Frith, having to his satisfaction divided three birds among seven people, sat down again and helped himself to boiled potatoes.

“I have always been attracted by the idea of the Brahmans, that a man should devote his youth to study,” he said, turning to Dr. Saunders, “his maturity to the duties and ceremonies of a householder, and his age to abstract thought and meditation of the Absolute.”

He glanced at old Swan, hunched up in his chair and laboriously gnawing a drumstick, and then at Louise.

“It will not be very long now before I am liberated from the obligations of my maturity. Then I shall take my staff and journey out into the world in search of the knowledge which passeth all understanding.”

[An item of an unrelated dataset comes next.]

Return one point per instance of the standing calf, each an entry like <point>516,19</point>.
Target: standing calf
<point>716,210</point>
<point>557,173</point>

The doctor’s eyes had followed Frith’s, and they rested for a while on Louise. She sat at the end of the table between the two young men. Fred, as a rule, tongue–tied, was talking nineteen to the dozen. He had lost the slight sulkiness of expression that his features bore in repose and looked frank, care–free and boyish. His face was lit up by the play of his words and his desire to please lent a soft and engaging lustre to his fine eyes. Dr. Saunders, smiling, saw how taking was his charm. He was not shy with women. He knew how to amuse them and you had only to see the girl’s easy gaiety, and her animation, to know that she was happy and interested. The doctor caught snatches of his conversation; it was about the races at Randwick, bathing at Manley Beach, the cinema, the amusements of Sydney; the sort of things that young people talk to one another about and because all experience is fresh to them find so absorbing. Erik, with his great clumsy size and his massive square head, a kindly smile on his pleasantly ugly face, sat watching Fred quietly. You could see that he was glad the boy he had brought to the house was going down well. It gave him a little warm feeling of self–satisfaction that he was so charming.

When dinner was finished, Louise went up to old Swan and put her hand on his shoulder.

“Now, grandpa, you must go to bed.”

“Not before I’ve had me tot of rum, Louise.”

“Well, drink it up quick.”

She poured him out the considerable amount he wanted, while he watched the glass with cunning, rheumy eyes, and added a little water.

“Put a tune on the gramophone, Erik,” she said.

The Dane did as he was bid.

“Can you dance, Fred?” he asked.

“Can’t you?”

“No.”

Fred rose to his feet, and looking at Louise outlined a gesture of invitation. She smiled. He took her hand and put his arm round her waist. They began to dance. They made a lovely couple. Dr. Saunders, standing with Erik by the gramophone, saw to his surprise that Fred was an exquisite dancer. He had an unimaginable grace. He made his partner, not more than competent, appear to dance as well as he did. He had the gift of being able to absorb her movements into his so that she was instinctively responsive to the notions as they formed themselves in his brain. He made the fox–trot they danced a thing of the most delicate beauty.